CND do INSS – uma imposição draconiana

No DJE da data de ontem (18.10.2011) publicou-se um acórdão do Conseho Superior da Magistratura de São Paulo que em nada diverge da remansosa jurisprudência do colegiado paulista. Trata-se de negativa de registro de carta de sentença expedida em ação de adjudicação compulsória por  ausência de certidões negativas de débitos previdenciários do INSS e de débitos de tributos e contribuições federais da Receita Federal (AC 0095421-37.2011.8.26.0000).

Há anos o Conselho vem entendendo que a apresentação das ditas certidões em casos de adjudicação compulsória é sempre exigível.

O acórdão que inaugurou o entendimento que se consagrou parece ter sido o proferido na AC 31.436-0/1, j. 16.2.1996, São Paulo, rel. des. Márcio Martins Bonilha. No V. aresto fico consignado que o acesso de carta de sentença, extraída de ação de execução de obrigação de fazer, ficaria condicionado à apresentação de certidões negativas de débitos do INSS e Receita Federal. A sentença substitutiva de vontade do alienante (pessoa jurídica) não elidiria a exigência legal da apresentação dos documentos necessários já que se deslocariam ao adquirente os direitos e deveres acessórios e laterais decorrentes do compromisso original.

Conclui o relator que não poderia a “sentença substitutiva de vontade permitir ao apelante a obtenção de vantagens e isenções que não alcançaria, caso houvesse o cumprimento voluntário da obrigação”.

O tema é espinhoso, pois desloca ao adquirente, na maioria dos casos pessoa física, a obrigação de diligenciar documentos comprobatórios da regularidade fiscal e tributária da pessoa jurídica alienante, tornando-o refém da malha arrecadatória do poder público, numa extravagante ultrapassagem dos limites da responsabilidade original.
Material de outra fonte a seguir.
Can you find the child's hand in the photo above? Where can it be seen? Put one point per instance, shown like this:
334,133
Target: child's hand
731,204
Isto na melhor das hipóteses, já que se antevê uma preocupação, quiçá justificável, de impedir a consumação de fraudes pela via judiciária.

O acórdão publicado ontem no Diário da Justiça merece ser lido não pela reiteração do entendimento consolidado, mas pela dissensão manifestada pelo desembargador Ciro Campos, para quem seria simplesmente vedado ao Estado “impingir obrigação a interposta pessoa cujo direito provém do interesse haurido de pacto adimplido”.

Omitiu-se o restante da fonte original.